Flat Rate Considered Harmful: How to ignite innovation on the mobile web - raganwald
http://www.tbray.org/ongoing/When/200x/2007/09/23/Flat-Rate-Considered-Harmful

======
jamescoops
If the mobile operators could charge 50% of mobile users $15 a month extra for
a flat rate data plan it would dwarf any revenues they could get from trying
to run services themselves (ringtones, video etc is peanuts for most
operators). Plus, they can get incremental revenues through providing enablers
like billing, CRM data, location feeds to third party service providers.

------
alaskamiller
I can see his point, there's no incentive for mobile operators to improve when
they offer all you can eat service for a singular price.

That said, I think it's wrong. Prior to the broadband revolution, people on
dial-up were extremely stingy with their attention span and time. Back in the
day I had to save up and count down the number of minutes SimCityDemo.zip
would download off AOL so that I can time it correctly.

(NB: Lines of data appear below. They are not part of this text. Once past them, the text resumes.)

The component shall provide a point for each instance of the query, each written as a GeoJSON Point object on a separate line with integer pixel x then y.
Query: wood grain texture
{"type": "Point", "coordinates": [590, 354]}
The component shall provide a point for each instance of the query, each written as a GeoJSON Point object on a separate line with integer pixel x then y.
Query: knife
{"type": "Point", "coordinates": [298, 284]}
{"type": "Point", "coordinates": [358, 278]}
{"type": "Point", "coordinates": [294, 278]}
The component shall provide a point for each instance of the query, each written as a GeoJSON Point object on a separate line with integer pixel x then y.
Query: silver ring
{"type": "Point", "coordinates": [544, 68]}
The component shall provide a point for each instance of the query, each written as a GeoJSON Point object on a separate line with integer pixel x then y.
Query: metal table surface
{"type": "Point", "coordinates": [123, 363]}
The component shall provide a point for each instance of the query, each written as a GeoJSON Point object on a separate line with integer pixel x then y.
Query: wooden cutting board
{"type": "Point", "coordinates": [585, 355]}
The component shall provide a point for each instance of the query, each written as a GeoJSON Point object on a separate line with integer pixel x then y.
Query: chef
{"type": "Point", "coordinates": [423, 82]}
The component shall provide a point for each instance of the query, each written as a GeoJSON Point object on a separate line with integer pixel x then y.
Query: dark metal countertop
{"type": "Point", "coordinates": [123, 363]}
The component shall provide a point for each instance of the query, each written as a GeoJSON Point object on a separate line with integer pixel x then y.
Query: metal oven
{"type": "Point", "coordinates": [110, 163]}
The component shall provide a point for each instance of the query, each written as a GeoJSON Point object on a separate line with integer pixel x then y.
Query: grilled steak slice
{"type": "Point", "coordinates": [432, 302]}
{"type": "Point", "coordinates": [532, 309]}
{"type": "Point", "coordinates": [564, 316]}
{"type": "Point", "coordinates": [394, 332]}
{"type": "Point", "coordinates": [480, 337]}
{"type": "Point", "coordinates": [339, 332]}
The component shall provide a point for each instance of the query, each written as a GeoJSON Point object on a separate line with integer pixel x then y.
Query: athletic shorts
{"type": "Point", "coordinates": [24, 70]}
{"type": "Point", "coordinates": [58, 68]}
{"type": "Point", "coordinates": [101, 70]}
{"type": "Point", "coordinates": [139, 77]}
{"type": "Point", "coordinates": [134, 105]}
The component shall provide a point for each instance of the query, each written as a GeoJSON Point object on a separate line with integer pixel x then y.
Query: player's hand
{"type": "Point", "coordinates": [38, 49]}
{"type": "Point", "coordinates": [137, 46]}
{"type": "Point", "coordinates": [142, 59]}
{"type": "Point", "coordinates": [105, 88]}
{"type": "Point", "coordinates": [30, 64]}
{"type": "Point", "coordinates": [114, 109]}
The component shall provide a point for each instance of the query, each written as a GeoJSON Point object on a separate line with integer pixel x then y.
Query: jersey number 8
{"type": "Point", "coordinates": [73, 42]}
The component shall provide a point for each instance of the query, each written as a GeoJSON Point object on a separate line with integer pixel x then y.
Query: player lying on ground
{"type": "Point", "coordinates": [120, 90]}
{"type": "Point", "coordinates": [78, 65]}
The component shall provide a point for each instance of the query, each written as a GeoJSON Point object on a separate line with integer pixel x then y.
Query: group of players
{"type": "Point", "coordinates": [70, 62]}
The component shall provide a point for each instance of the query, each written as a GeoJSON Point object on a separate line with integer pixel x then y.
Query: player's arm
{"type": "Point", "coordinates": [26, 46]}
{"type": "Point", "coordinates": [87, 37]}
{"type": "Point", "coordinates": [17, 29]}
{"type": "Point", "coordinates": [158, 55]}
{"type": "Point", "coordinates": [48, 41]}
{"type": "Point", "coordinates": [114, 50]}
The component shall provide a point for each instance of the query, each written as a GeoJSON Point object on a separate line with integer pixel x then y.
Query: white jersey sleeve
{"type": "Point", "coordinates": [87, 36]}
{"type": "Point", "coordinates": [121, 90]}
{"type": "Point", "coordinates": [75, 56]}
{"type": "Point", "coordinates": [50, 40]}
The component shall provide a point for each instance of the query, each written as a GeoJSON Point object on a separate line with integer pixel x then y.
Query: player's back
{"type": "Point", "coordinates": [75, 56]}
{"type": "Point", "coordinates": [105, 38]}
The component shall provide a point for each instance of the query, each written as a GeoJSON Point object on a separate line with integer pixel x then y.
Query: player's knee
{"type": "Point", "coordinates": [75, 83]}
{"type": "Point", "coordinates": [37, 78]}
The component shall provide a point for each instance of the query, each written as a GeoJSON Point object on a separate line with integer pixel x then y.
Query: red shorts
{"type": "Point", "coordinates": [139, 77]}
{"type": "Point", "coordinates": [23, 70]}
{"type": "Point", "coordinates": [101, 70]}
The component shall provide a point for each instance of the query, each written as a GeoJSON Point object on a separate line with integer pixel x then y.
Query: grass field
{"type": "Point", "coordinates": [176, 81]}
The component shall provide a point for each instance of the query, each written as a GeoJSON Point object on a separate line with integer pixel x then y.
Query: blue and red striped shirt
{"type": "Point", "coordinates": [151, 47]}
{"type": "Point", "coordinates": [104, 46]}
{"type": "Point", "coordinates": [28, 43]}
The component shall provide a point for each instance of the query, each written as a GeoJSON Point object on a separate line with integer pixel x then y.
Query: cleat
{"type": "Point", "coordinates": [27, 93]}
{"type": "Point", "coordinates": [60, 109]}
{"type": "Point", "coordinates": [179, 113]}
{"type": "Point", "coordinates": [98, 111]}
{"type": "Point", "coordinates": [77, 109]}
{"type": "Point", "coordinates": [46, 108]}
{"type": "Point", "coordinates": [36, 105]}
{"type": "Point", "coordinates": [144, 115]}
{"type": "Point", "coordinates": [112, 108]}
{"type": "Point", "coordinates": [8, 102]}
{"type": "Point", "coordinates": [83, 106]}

But the surge in popularity for this fueled the subsequent revolution. More
people saw value in being online and to compete, the service providers gave
away more hours. Then more free days. Then more free months. Then faster
speed. And now ubiquity.

And the consumer interest has only surged. Now people are free to experiment,
free to tinker, because of the abundance and availability of access. I may not
use any of the stuff shown at TechCrunch40 but I'll at least give it a shot.
What do I have to lose? I pay $14.99 for unlimited DSL and $19.99 for
unlimited EVDO.

Similarly, what's going to cause the mobile revolution to explode in America
is more than skin deep. It's not just the pricing, it all has to do with
technology and government regulations. Japan's mobile revolution happened
years ago, not because their operators competed on tiered services and billing
practices, but because they competed on technology and was relatively free of
government regulations.